In my experience bottom-up works better when optimizing for register pressure while top-down tends to work better when optimizing for latencies/stall reduction.
That’s a very interesting insight, do you mind sharing the intuition behind it?
In my experience bottom-up works better when optimizing for register pressure while top-down tends to work better when optimizing for latencies/stall reduction.
That’s a very interesting insight, do you mind sharing the intuition behind it?
Thanks,
Alex
In the broadest generalization of the scheduling problem, if your DAG is shaped like a tree, then the number of available nodes at the beginning and end of scheduling will be affected by the order that you schedule.
If you schedule the “pointy” end of the tree first (aka the root), the there aren’t many choices at first, and the leaves gradually become available at the end of scheduling. If you schedule the leaves first, then the heuristic must choose from many available nodes at once.
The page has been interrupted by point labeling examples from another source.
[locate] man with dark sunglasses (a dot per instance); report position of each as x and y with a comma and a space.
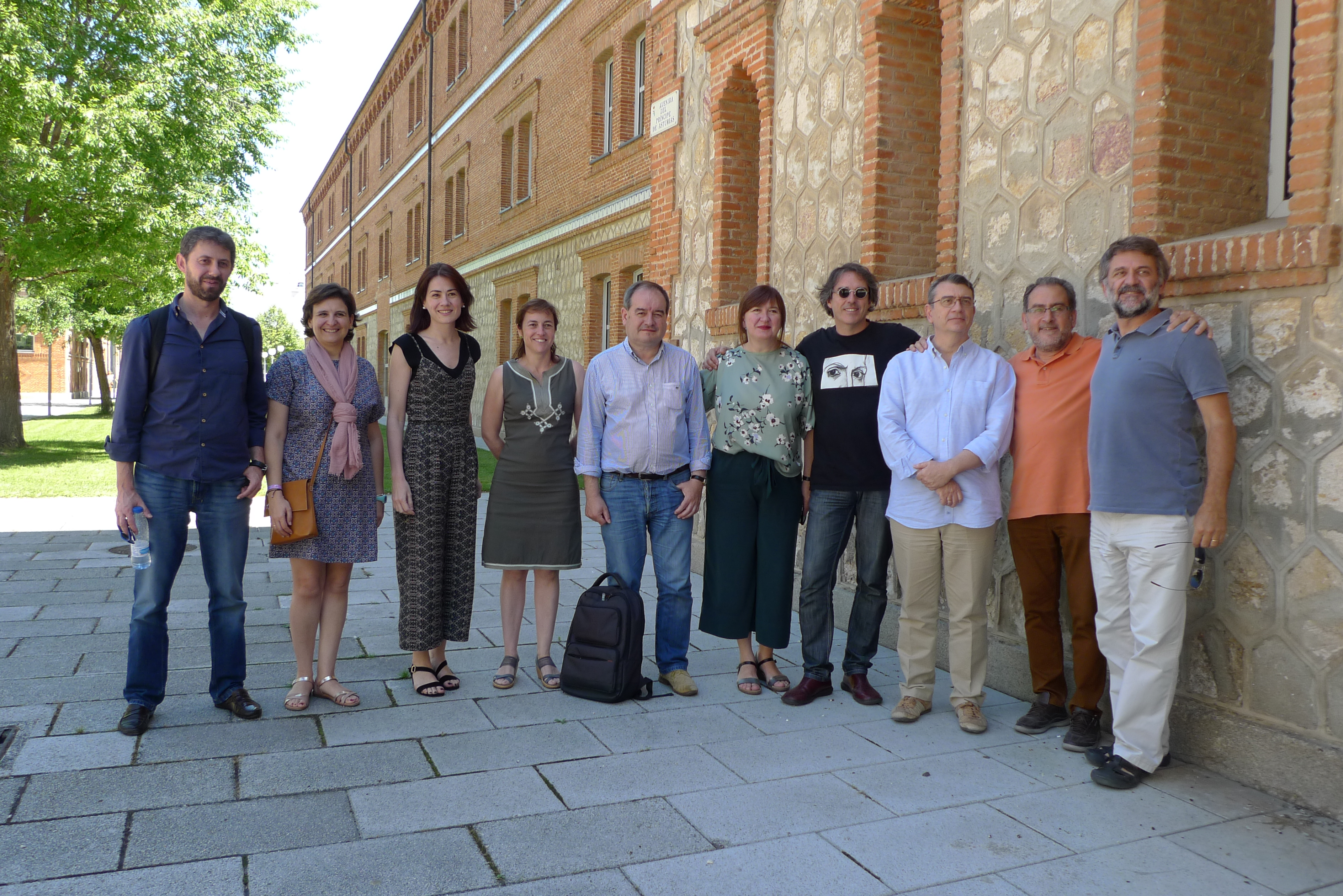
845, 483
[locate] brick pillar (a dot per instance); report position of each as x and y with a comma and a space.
902, 108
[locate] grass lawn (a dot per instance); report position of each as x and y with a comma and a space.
64, 459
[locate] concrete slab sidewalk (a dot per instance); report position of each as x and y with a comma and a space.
527, 792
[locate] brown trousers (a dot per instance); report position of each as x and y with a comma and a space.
1044, 547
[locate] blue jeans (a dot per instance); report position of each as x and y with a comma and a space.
642, 508
830, 519
222, 521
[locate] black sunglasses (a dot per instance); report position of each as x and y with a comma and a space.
1196, 578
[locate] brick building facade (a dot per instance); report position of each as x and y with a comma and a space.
1001, 139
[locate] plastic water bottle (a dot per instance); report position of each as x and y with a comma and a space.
140, 542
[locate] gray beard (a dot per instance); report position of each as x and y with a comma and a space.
1146, 305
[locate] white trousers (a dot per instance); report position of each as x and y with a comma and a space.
1141, 565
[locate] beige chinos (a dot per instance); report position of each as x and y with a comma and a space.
962, 559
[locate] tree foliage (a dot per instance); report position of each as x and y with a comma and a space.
123, 123
277, 331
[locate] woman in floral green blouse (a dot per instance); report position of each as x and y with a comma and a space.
762, 394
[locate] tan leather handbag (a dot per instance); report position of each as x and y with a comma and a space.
300, 496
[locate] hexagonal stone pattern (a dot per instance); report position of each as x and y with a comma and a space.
817, 148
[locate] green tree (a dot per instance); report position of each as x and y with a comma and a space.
119, 121
277, 331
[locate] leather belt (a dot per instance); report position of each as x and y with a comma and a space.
652, 476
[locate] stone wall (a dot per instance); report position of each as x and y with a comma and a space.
817, 152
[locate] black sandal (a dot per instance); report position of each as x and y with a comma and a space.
421, 690
449, 682
779, 683
757, 682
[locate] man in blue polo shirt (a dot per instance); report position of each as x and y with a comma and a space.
1150, 507
187, 438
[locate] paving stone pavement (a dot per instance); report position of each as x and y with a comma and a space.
534, 793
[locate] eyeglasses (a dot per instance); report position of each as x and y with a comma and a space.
1196, 578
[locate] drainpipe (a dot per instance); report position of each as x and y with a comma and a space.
350, 210
429, 135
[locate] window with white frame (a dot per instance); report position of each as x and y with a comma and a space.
606, 314
1280, 109
638, 86
607, 104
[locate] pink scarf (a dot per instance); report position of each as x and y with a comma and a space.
347, 457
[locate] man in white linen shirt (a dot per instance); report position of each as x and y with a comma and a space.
945, 421
642, 450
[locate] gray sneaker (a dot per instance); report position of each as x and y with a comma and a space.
1083, 731
1043, 716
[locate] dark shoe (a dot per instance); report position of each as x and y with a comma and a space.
808, 691
861, 690
1083, 731
1041, 716
135, 720
241, 704
1102, 754
1119, 774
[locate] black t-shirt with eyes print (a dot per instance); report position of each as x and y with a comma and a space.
845, 389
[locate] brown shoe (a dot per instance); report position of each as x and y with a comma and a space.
806, 691
680, 682
971, 719
861, 690
910, 710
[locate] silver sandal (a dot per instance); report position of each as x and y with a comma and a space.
306, 698
547, 679
504, 682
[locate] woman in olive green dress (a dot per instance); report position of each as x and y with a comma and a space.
532, 405
762, 397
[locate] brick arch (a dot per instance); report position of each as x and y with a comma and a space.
739, 39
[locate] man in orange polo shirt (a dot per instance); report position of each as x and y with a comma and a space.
1048, 523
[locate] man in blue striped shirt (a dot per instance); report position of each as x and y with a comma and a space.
644, 449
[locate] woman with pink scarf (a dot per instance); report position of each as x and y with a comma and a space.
325, 394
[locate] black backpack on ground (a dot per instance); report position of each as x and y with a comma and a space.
604, 655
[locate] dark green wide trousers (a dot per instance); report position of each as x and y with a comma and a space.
751, 538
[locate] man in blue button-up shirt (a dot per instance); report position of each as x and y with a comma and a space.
187, 437
945, 420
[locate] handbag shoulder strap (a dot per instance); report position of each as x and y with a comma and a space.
318, 465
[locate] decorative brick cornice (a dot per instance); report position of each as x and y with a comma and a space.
731, 19
1286, 257
1311, 152
902, 299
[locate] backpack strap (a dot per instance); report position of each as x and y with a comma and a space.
248, 331
158, 332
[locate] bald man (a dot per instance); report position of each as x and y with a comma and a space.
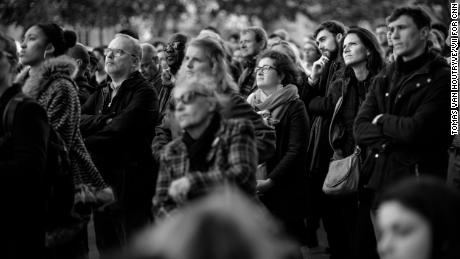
150, 68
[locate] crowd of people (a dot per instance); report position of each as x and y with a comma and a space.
219, 148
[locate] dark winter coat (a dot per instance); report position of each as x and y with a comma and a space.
351, 93
118, 134
320, 107
22, 166
413, 134
287, 168
54, 89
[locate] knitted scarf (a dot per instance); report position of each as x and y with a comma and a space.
275, 103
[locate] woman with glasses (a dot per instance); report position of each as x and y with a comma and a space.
47, 78
283, 189
211, 151
205, 58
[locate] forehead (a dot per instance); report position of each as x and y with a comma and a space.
352, 37
381, 29
120, 43
248, 35
35, 30
324, 34
402, 20
195, 51
309, 45
266, 61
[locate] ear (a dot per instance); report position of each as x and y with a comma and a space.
338, 37
425, 33
282, 75
49, 49
213, 105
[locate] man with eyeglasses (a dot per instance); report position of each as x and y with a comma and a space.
118, 125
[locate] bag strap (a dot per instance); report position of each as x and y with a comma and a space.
10, 110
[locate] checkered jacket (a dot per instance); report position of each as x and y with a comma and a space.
233, 158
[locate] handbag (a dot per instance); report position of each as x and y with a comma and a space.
343, 175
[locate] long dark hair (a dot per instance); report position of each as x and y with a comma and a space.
438, 203
374, 60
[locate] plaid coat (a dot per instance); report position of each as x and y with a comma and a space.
233, 156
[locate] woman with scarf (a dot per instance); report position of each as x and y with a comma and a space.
283, 189
211, 151
47, 78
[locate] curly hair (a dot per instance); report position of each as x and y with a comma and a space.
284, 66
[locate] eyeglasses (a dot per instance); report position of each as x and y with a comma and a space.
186, 98
173, 46
264, 69
117, 52
5, 54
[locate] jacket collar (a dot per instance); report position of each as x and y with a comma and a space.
33, 85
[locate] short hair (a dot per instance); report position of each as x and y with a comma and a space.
216, 56
288, 50
158, 43
135, 46
420, 17
212, 28
259, 34
235, 36
436, 202
374, 60
130, 32
381, 25
332, 26
148, 49
282, 33
60, 39
100, 49
284, 65
313, 43
79, 52
9, 47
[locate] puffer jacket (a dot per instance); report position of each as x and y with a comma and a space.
413, 135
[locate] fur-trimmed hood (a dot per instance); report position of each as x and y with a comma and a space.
34, 84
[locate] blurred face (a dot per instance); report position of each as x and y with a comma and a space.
196, 62
33, 47
5, 66
354, 52
119, 61
404, 234
381, 33
311, 55
162, 60
248, 45
238, 56
272, 41
267, 76
101, 60
436, 44
408, 40
327, 42
192, 107
149, 66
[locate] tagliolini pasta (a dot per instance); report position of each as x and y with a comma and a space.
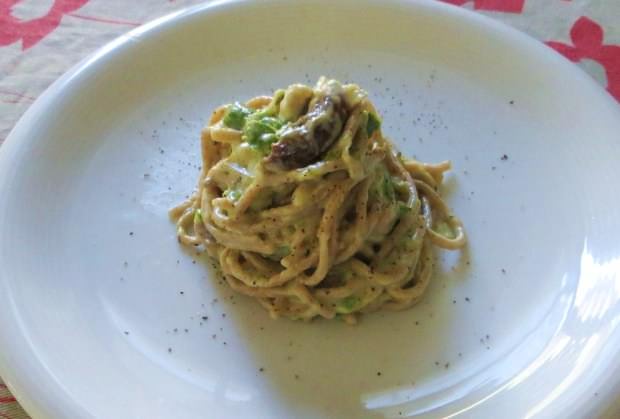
311, 210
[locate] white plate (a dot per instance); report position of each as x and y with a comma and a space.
97, 321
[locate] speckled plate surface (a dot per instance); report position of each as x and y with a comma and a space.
102, 314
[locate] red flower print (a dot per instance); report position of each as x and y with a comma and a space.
32, 31
587, 37
508, 6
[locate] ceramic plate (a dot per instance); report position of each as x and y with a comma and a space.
103, 314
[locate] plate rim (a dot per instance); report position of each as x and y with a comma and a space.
50, 399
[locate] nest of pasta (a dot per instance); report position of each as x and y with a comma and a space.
311, 210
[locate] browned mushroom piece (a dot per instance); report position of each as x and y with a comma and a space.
310, 136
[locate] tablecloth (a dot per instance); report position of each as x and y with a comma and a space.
41, 39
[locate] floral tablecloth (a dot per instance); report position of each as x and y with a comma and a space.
41, 39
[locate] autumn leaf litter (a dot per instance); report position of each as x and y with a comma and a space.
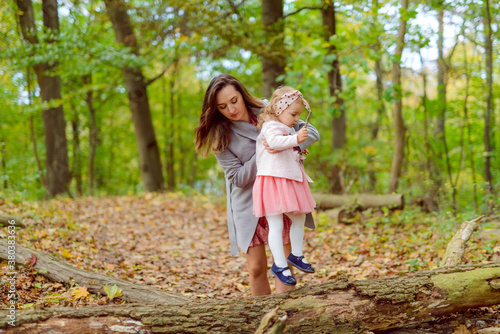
179, 243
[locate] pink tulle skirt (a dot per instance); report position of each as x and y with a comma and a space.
275, 195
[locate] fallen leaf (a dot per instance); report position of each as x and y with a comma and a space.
80, 292
31, 261
112, 292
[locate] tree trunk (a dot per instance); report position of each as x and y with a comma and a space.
399, 126
171, 131
433, 175
456, 248
488, 143
273, 64
56, 163
32, 129
334, 80
335, 88
58, 271
340, 306
77, 152
379, 85
149, 155
328, 201
470, 152
94, 131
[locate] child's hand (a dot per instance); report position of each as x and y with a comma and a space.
302, 135
268, 149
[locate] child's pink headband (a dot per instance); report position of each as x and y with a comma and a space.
287, 99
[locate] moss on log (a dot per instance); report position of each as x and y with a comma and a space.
339, 306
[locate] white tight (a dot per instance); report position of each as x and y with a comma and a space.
276, 237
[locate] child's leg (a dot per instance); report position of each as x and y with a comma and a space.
275, 239
297, 232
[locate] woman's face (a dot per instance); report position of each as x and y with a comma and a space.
231, 104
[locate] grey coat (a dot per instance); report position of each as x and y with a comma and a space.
240, 169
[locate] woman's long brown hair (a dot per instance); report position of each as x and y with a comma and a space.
214, 130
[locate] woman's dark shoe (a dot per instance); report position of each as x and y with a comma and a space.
299, 262
278, 272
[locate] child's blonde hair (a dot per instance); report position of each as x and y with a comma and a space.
269, 113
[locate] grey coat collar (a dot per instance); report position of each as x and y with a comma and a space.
246, 129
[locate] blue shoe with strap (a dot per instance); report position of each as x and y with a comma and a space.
300, 263
278, 272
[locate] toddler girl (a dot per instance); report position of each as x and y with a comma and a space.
282, 185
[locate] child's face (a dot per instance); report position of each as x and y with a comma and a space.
290, 116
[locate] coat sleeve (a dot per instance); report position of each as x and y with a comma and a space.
238, 173
276, 140
313, 134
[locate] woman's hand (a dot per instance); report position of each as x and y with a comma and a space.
302, 135
268, 149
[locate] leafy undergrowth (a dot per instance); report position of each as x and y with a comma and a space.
179, 243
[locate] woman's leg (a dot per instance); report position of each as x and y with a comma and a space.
257, 267
280, 287
297, 232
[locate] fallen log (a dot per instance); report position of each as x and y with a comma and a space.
340, 306
329, 201
58, 271
345, 215
9, 220
455, 250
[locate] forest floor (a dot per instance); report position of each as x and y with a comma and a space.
178, 243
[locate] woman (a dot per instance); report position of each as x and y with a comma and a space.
228, 128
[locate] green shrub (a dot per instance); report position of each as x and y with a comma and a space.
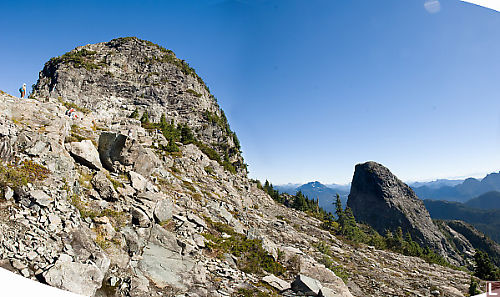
252, 258
193, 92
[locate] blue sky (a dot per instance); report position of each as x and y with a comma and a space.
311, 87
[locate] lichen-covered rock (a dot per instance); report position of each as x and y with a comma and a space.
124, 74
78, 278
85, 153
104, 187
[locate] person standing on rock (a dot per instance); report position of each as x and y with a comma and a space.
22, 90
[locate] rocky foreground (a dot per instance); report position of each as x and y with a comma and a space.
77, 232
96, 206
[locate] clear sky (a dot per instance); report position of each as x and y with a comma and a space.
311, 87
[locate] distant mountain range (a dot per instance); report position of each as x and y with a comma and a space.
486, 221
454, 190
475, 201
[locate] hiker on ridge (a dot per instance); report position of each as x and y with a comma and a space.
23, 90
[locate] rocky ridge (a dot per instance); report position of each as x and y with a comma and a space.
115, 215
384, 202
113, 79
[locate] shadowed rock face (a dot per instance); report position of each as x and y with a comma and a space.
114, 78
381, 200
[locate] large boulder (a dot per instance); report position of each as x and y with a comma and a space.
306, 286
85, 153
79, 278
381, 200
104, 187
118, 151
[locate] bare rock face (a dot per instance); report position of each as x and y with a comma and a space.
115, 78
381, 200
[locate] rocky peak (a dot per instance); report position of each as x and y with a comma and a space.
381, 200
113, 79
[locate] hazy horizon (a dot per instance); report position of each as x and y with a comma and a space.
311, 88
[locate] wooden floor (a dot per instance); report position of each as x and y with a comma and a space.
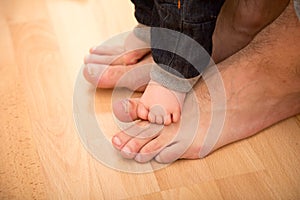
42, 43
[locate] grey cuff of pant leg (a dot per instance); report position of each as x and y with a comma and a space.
171, 81
142, 32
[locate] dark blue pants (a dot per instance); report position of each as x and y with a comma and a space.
195, 18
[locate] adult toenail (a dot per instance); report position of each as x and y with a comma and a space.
127, 151
117, 141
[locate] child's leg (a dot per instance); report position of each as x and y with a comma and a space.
111, 63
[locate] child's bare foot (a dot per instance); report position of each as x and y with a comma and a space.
261, 89
158, 105
105, 65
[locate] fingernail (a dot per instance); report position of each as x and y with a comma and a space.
117, 141
93, 71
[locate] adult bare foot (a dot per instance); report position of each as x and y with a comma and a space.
262, 85
105, 65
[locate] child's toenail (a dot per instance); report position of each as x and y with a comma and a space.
93, 71
125, 104
117, 141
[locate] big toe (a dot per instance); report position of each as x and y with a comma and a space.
125, 110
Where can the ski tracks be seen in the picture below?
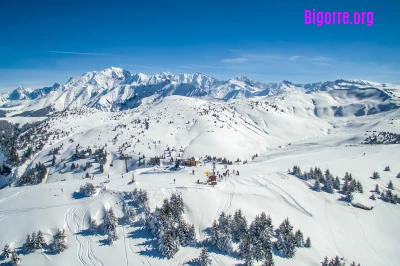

When scheduling for resource utilization, it’s hard to correctly choose among many nodes that use the same resources. Scheduling the root first means less chance to get things wrong early on. In fact, if the DAG is strictly a tree, then bottom-up scheduling with Sethi-Ullman numbers easily minimizes registers. Of course, DAG’s aren’t actually tress, so there’s no clear right or wrong direction to schedule, but bottom-up tends to be pretty effective at minimizing registers if that’s the main constraint.
When scheduling for latency, you just need the critical path from each node, which is computed before scheduling begins and doesn’t change. So having more nodes available at first doesn’t hurt.